Brown v. LeClair

482 N.E.2d 870, 20 Mass. App. Ct. 976, 1985 Mass. App. LEXIS 1929
CourtMassachusetts Appeals Court
DecidedSeptember 11, 1985
StatusPublished
Cited by27 cases

This text of 482 N.E.2d 870 (Brown v. LeClair) is published on Counsel Stack Legal Research, covering Massachusetts Appeals Court primary law. Counsel Stack provides free access to over 12 million legal documents including statutes, case law, regulations, and constitutions.

Bluebook
Brown v. LeClair, 482 N.E.2d 870, 20 Mass. App. Ct. 976, 1985 Mass. App. LEXIS 1929 (Mass. Ct. App. 1985).

Opinion

[977]*977In March of 1983, a hearing on LeClair’s counterclaims was held.3 After receiving documentary evidence as well as hearing testimony from Brown’s property manager, from a previous tenant of LeClair’s apartment, from LeClair, and from a witness who photographed the premises, the judge found in favor of LeClair on four of his counterclaims and found for Brown on the claim for intentional infliction of emotional distress. Damages were awarded under G. L. c. 93A, the judge concluding that his findings of negligence and of breach of the implied warranty of habitability, and of G. L. c. 186, § 14, “also constitute a violation of G. L. c. 93A.” The judge trebled the damages on the ground that Brown’s violations were “wilful and knowing.” He also found that “the landlord did not make a good faith offer of settlement.”
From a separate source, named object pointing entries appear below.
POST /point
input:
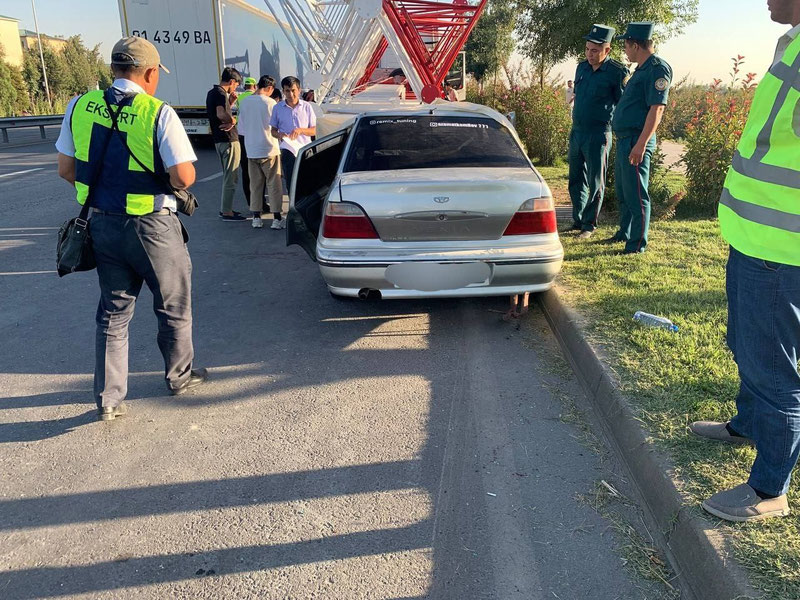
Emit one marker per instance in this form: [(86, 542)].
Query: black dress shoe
[(109, 413), (196, 377)]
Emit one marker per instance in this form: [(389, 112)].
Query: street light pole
[(41, 55)]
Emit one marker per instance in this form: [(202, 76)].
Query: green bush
[(543, 118), (682, 107)]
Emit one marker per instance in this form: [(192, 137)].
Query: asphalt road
[(391, 450)]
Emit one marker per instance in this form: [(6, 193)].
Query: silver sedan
[(424, 202)]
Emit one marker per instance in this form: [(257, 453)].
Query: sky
[(724, 29)]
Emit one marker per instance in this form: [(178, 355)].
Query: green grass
[(673, 379)]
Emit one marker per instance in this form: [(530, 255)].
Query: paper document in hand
[(292, 146)]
Brown claims error in the judge’s award of actual and treble damages under G. L. c. 93A, § 9(3), arguing that the evidence was insufficient to support the judge’s findings and that the award did not disclose the basis on which damages were computed.

1. Abatement of rent. In calculating damages under G. L. c. 93 A, the judge followed the method prescribed by Wolfberg v. Hunter, 385 Mass. 390, 399-400 (1982).4 He abated the rent for a period from the inception of the lease until April, 1982. The judge found that LeClair made no complaints after that date.5

[978]*978Brown argues that because there was no evidence that LeClair complained about leaks or banging pipes between March 27, 1980,6 and October 1, 1981,7 or complained of cockroaches between October 1, 1981, and April, 1982, rent should not have been abated for those defects during those time periods. Brown also suggests that the rent should not have been abated due to cockroaches because Brown always responded to LeClair’s complaints of bugs by spraying parts of the apartment. There is no merit to either argument.
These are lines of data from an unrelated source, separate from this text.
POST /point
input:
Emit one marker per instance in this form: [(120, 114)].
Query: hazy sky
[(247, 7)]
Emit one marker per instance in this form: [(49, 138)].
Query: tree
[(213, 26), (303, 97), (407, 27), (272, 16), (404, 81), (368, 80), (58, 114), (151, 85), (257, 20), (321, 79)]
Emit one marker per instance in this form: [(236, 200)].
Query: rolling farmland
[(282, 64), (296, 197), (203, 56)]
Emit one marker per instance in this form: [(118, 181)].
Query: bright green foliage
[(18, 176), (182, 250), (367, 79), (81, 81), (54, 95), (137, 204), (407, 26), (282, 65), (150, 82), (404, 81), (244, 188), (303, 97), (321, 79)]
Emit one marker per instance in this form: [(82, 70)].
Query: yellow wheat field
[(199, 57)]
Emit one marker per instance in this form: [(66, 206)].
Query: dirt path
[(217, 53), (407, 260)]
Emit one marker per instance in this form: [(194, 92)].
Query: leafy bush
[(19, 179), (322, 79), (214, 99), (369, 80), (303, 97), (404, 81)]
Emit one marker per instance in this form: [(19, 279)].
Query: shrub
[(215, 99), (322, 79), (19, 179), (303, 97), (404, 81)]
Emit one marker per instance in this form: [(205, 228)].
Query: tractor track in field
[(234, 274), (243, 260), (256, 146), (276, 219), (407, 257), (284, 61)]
The judge found that at the inception of LeClair’s tenancy there were a number of violations of the State Sanitary Code and that these problems had caused the prior tenant to vacate the premises after living there a few months. He also found that the landlord was repeatedly notified of the ongoing leaks and other problems on several occasions, and that, despite these complaints, the leakage and the roach problem remained uncorrected through April, 1982. LeClair testified that he complained about leaks “throughout the tenancy” or “through . . . fall ’81.” There is no set rule as to the number of times a tenant must complain of a matter which remains unrepaired in order to preserve his right to an abatement. The judge’s findings are not clearly erroneous.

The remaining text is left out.